The other day, maxrobbin asked me to delineate between different styles of techno (and woe unto the person who regularly uses the word "electronica"). I gave him a basic, amateurish rundown of the differences between house, trance, ambient, and so on. The classification was complicated by the fact that techno has begun to resemble India's caste system; it seems that every artist that straddles the line between genres is assigned a brand new genre all his/her/their own. I joked that we were headed for a future in which there were only genres, and no artists.

As it turns out, the future is already here. A little bit of research demonstrated to me that my genre preferences are much broader than I had anticipated. I knew, for example, that I liked to listen to trance, acid jazz, and trip-hop. I knew that I periodically listened to electrojazz, 2Step, big beat, and synthpop. I'm familiar with gabber, though one doesn't really listen to it as much as vibrate along to the beat. But who knew that I also listened to breakbeat, Nortec, glitch, and braindance? Certainly not I, who had never even heard of the last three until recently.

This doesn't even begin to cover the permutations of ambient, the subgenre that first turned me on to techno. At least, I thought it was ambient. Most of the ambient that I preferred somehow became IDM; this is slightly dismaying, since an awful lot of IDM fans are regarded as music snobs (no comments from the cheap seats, if you please). I don't have to worry about being pigeonholed, though--the rest of the ambient I like has been reclassified as ambient dub, chillout, dark ambient, and illbient.

Add house music to the picture: obviously it isn't enough to say that I like house, so I'm obligated to specify that I enjoy hard house, acid house, jazz-house, dream house, microhouse, deep house, French house, hip-house, Chicago house, and prog house. In fact, I seem to have an affinity for prog styles in general--I used to think that I only liked it in passing, but apparently I love the stuff.

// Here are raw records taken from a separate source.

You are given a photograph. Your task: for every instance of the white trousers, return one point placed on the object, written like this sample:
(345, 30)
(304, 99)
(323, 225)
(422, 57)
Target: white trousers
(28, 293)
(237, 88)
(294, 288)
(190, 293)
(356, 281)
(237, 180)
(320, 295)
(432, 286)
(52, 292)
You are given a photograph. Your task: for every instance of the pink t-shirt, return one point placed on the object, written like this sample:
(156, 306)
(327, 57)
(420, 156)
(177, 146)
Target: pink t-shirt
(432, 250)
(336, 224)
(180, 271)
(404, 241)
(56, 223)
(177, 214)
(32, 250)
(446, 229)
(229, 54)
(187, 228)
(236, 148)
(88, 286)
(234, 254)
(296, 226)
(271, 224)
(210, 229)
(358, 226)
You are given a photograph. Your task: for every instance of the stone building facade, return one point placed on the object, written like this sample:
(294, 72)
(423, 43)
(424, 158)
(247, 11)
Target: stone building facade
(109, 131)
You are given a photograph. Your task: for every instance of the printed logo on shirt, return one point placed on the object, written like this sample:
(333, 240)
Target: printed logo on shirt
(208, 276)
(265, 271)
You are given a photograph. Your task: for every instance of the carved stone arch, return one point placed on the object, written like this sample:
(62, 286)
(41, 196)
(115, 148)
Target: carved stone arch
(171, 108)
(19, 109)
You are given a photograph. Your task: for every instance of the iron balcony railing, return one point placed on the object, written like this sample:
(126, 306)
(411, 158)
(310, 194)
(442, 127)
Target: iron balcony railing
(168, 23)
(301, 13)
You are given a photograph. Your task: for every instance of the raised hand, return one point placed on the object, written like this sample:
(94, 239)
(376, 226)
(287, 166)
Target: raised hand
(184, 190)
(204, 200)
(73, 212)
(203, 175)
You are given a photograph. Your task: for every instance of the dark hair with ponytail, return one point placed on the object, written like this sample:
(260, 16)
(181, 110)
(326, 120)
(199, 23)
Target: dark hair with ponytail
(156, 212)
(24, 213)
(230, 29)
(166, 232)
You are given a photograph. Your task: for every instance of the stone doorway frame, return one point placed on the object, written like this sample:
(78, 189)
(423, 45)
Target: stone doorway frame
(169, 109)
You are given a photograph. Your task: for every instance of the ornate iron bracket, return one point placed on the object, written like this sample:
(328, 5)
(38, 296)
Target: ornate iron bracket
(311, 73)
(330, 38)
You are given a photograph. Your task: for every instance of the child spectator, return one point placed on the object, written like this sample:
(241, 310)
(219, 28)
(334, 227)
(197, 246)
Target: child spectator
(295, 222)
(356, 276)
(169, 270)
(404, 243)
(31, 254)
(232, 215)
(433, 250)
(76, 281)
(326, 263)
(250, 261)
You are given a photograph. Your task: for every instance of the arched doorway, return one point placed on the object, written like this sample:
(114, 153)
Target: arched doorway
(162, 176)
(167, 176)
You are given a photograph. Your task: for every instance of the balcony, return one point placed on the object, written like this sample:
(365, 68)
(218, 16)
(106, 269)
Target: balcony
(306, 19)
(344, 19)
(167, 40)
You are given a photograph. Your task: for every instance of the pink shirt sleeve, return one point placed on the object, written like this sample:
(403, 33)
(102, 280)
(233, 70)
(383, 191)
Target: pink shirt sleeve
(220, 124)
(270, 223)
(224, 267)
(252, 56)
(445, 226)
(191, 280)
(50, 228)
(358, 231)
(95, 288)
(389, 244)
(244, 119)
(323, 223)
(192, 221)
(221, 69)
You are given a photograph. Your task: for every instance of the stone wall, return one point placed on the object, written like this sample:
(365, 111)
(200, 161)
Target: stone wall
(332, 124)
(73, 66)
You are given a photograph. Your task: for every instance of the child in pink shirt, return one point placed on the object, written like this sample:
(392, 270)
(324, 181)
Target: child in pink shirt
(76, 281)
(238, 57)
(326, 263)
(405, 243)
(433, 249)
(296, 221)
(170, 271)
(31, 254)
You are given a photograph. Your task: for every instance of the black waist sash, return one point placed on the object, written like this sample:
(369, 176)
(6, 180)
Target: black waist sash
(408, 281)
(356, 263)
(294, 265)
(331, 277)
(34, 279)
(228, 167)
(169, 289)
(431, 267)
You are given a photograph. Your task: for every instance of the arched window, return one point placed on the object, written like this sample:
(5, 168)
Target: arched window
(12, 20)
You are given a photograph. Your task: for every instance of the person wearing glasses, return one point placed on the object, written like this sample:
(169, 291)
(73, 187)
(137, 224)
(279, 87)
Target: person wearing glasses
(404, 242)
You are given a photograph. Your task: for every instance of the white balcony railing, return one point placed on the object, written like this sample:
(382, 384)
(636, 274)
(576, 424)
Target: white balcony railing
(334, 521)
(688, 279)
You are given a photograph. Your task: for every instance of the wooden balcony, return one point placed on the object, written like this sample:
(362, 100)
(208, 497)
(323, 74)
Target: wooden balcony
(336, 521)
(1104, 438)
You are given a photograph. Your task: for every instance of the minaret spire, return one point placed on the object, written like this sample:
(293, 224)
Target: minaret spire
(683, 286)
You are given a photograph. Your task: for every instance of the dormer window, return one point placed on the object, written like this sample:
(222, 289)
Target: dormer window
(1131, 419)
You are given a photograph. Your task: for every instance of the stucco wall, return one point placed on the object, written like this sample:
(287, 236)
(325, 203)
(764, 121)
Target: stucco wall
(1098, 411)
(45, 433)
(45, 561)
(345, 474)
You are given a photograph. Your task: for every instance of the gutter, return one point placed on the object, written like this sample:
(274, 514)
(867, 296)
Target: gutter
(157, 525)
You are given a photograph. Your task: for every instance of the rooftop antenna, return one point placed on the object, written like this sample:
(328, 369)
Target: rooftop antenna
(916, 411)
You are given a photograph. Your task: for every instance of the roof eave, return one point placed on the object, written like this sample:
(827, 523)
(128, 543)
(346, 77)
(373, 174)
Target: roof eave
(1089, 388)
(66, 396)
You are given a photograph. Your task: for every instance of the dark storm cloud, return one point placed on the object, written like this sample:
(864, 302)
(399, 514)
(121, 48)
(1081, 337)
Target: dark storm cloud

Some of the genre taxonomy is expansive instead of limiting. Calling something ambient house, for example, is cheating. The same goes for Detroit, which is really just a catch-all for any American techno that's more than fifteen years old, regardless of whether it came out of Detroit or not.

The reeducation continues: I thought I didn't care for Jungle/DnB, though apparently I'm more fond of it than I realize. Ditto for psytrance, which turns out to be more or less the same as Goa trance, which I could've sworn I didn't like. I'm not bothered by that, though, since trance runs neck-and-neck with ambient in my tastes (anthem trance in particular, as well as vocal trance, acid trance, Nu-NRG, and the ever-present prog trance).

Not everything is redrawn. I'm still secure in a limited tolerance for electroclash and futurepop, which is a relief. Neither of these really counts as techno, which seems to indicate that the musical quicksand is limited to techno proper. This is a further relief, as I don't have to start thinking up new genre names for pop artists.

Writing all of this out has put me in mind of Carolus Linnaeus, the botanist who created modern biological taxonomy (Homo sapiens, and so on). One of the reasons that Linnaeus bothered to pursue the system in the first place was that he wanted to prove that creation was static--he believed in nulla species nova, the idea that no new species could come to enter the world. His inability to reconcile his examination of the fossil record with his own ideas on creation eventually led to serious mental imbalance.

I don't know exactly what it is about human nature that drives us to sort and classify the world into tiny little chunks, but we've become unhealthily obsessed with the idea. Creativity does not emanate in discrete, measurable quanta. The more we try to control the creative impulse, the closer we get to losing perspective on the value of those impulses. It is as if we are in a candlelit room, viewing a portrait. We keep blowing out candles, trying to create the perfect atmosphere for enjoying the art. Eventually, we have so dimmed the room in our pursuit of precision that we are unable to see the portrait at all.

We can always take solace in knowing that the portrait is still there. The key, as with so many things in life, is simply to enjoy it, regardless of the lighting.